Die inhaltliche Ausgestaltung des Dienstvertrages von landes- und gemeindebediensteten Vertragslehrern mit einer vollen Lehrverpflichtung bis 27 Wochenstunden gegenüber den dem Bundeslehrerlehrverpflichtungsgesetz unterliegenden Lehrern, wonach eine volle Lehrverpflichtung mit rund 22 Wochenstunden erreicht ist, ist eine abweichende, aber vergleichbare Regelung, die keine Differenzierung in einem tragenden Prinzip des Bundesdienstrechts begründet.
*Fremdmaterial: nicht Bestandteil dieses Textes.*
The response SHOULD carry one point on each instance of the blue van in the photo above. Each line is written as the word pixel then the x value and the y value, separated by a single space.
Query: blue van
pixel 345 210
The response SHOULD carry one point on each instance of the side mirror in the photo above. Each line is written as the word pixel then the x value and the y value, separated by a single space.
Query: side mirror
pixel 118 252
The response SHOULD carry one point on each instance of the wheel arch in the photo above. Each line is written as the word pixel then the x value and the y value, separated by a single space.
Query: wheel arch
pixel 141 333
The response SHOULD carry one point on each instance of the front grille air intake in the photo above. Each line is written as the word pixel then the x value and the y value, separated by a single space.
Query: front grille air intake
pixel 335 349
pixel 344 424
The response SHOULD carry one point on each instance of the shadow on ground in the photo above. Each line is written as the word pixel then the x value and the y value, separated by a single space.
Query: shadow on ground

Bei abweichenden, aber vergleichbaren Regelungen ist ein Dienstwechsel in der Regel, wie bereits ausgeführt, nicht wesentlich behindert und beruht die abweichende Anzahl der Wochenstunden durchaus im Rahmen des autonomen Gestaltungsspielraums eines Landesgesetzgebers. Es handelt sich daher lediglich um unwesentliche Behinderungen, die in Kauf genommen werden müssen. Entgegen der Meinung der Antragsteller ergibt sich aus der Entscheidung DRdA 1997/11 [Wachter] kein Anhaltspunkt für die von den Antragstellern vorgenommene Berechnungsweise, weil dort nur das Fehlen einer Abfertigungsregelung zu beurteilen war, nicht jedoch das Verhältnis der Abfertigungssumme zur Verdienstsumme.